The Denormalization Migration Project is to migrate the data fetching from the old tables to denormalized new tables/schema.
Previously, when we were rendering the map, we are fetching data from the legacy (currently it's still online) version of the tables, the downside of this approach is that it is pretty time-consuming in cases, you can find the SQL is pretty complicated:
INNER JOIN
( select trees.id as org_tree_id from trees
INNER JOIN (
SELECT id FROM planter
JOIN (
SELECT entity_id FROM getEntityRelationshipChildren(
(SELECT id FROM entity WHERE map_name = '${this.mapName}')
)
) org ON planter.organization_id = org.entity_id
) planter_ids
ON trees.planter_id = planter_ids.id
) tree_ids
ON tree_region.tree_id = tree_ids.org_tree_id`;
Please note, the getEntityRelationshipChildren is a function with recurse, so, generaly, these kind of SQL are pretty slow and hard to optimize. Now with the denormalized tabels in place, we are going to use the simplied way to speed up the web map performance.
The Github Project
We created a project on Github to collect tickets relevant to this task:
The Database
In the PostgreSQL DB, we put denormalized tabes into schema map_features
Currently, the map app displays all the captures, including unapproved ones, so now we just fetch data from raw_capture_featureraow_capture_cluster (the capture_feature would be approved ones)
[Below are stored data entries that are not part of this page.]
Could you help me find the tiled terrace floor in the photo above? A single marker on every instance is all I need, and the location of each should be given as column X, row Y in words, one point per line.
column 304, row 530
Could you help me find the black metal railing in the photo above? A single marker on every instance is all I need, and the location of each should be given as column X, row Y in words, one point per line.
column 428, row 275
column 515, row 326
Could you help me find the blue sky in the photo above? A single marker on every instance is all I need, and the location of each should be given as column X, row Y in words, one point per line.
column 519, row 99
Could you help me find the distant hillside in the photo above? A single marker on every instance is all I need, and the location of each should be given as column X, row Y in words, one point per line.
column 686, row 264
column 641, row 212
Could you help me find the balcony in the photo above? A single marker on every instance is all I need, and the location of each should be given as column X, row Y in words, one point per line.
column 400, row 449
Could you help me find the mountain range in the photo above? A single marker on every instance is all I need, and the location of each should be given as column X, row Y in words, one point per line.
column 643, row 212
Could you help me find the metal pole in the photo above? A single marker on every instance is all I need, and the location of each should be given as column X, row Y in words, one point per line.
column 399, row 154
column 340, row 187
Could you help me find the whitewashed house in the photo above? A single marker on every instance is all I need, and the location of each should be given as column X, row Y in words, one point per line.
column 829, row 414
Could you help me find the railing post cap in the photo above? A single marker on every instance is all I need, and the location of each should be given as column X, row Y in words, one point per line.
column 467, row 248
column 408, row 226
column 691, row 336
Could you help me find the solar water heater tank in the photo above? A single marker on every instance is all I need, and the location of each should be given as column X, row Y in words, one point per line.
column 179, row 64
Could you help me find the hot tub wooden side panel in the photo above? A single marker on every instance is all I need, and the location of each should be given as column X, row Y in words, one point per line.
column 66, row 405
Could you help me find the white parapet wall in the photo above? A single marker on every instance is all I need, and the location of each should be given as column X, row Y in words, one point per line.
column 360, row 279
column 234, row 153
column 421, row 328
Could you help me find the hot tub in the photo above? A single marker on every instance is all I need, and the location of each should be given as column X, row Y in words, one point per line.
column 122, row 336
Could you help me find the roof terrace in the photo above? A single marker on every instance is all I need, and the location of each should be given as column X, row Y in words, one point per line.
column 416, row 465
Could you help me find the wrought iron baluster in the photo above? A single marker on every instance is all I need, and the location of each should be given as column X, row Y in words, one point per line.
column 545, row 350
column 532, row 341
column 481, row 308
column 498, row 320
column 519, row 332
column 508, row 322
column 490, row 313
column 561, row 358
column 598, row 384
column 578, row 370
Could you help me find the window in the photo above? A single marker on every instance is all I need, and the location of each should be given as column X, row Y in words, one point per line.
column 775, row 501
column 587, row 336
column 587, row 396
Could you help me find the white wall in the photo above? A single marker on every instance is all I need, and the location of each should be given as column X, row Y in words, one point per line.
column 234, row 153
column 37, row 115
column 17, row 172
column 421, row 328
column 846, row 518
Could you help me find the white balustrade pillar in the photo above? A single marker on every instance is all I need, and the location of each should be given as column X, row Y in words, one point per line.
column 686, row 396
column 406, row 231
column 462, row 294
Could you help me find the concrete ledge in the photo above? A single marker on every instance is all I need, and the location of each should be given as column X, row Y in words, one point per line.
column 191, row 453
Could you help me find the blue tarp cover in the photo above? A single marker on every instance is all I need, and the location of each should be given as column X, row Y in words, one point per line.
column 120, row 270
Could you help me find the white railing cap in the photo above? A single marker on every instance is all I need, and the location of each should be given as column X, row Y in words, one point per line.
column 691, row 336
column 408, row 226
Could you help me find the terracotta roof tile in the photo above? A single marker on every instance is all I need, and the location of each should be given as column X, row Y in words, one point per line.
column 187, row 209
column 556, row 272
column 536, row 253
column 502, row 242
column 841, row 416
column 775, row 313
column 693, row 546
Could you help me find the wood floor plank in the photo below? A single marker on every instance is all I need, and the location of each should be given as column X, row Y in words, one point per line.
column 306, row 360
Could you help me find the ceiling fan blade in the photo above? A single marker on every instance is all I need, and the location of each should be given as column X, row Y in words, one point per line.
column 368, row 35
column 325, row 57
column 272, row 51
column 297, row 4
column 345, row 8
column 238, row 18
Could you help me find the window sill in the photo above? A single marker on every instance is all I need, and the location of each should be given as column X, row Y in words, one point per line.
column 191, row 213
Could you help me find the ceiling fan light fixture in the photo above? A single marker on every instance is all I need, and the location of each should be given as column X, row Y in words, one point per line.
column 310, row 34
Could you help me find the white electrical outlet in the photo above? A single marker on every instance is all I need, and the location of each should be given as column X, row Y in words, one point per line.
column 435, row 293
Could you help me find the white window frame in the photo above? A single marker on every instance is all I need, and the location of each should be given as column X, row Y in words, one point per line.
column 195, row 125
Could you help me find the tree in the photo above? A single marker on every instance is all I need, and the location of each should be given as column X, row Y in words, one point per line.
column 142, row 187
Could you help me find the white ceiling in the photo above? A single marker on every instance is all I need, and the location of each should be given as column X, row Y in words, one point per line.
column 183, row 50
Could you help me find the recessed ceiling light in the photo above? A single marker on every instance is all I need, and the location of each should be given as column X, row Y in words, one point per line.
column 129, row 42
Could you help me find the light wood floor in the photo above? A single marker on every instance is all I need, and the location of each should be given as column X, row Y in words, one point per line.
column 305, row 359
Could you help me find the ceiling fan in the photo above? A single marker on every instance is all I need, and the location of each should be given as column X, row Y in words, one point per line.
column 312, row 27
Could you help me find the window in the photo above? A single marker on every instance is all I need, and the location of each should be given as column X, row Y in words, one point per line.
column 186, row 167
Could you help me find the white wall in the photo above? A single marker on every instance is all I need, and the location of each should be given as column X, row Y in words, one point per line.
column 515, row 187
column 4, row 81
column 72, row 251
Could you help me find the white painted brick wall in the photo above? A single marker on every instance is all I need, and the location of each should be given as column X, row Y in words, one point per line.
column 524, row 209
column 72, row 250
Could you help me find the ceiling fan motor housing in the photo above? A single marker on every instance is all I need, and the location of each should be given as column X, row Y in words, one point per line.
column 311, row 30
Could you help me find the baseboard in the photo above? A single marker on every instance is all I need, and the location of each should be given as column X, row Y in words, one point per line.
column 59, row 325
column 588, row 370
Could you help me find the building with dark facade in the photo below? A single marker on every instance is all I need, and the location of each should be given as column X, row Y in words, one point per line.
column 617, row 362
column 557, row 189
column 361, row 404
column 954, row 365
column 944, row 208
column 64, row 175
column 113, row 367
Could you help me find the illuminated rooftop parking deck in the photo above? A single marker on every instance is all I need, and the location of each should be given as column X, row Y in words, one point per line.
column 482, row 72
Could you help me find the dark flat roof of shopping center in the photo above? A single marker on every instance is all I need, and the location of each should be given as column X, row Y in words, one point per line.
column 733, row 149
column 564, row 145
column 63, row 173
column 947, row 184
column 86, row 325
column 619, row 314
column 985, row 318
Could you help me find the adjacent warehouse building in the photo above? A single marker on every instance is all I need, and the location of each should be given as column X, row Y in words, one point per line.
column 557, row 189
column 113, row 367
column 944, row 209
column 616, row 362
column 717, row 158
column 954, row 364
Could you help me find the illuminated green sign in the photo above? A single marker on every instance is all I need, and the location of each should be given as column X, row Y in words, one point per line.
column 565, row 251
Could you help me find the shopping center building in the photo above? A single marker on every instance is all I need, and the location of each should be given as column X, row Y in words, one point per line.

For the raw_capture_feature:
treetracker=> \d map_features.raw_capture_feature;
Table "map_features.raw_capture_feature"
Column | Type | Collation | Nullable | Default
---------------------+--------------------------+-----------+----------+---------
id | uuid | | not null |
lat | numeric | | not null |
lon | numeric | | not null |
location | geometry(Point,4326) | | not null |
field_user_id | bigint | | not null |
field_username | character varying | | not null |
device_identifier | character varying | | |
attributes | jsonb | | |
tracking_session_id | uuid | | |
map_name | jsonb | | |
created_at | timestamp with time zone | | not null |
updated_at | timestamp with time zone | | not null |
capture_taken_at | timestamp with time zone | | |
We can get the coordinates of the capture directly, to filter the data by some conditions, say, planter, organization, we need to parse the data in the JSON object attributes field.
The API spec
Because we are going to keep the original/online version of map app running for a while, so we need to let the API service offers both the old and new spec.
Currently, there are two services related to this task, the tile server and the query API: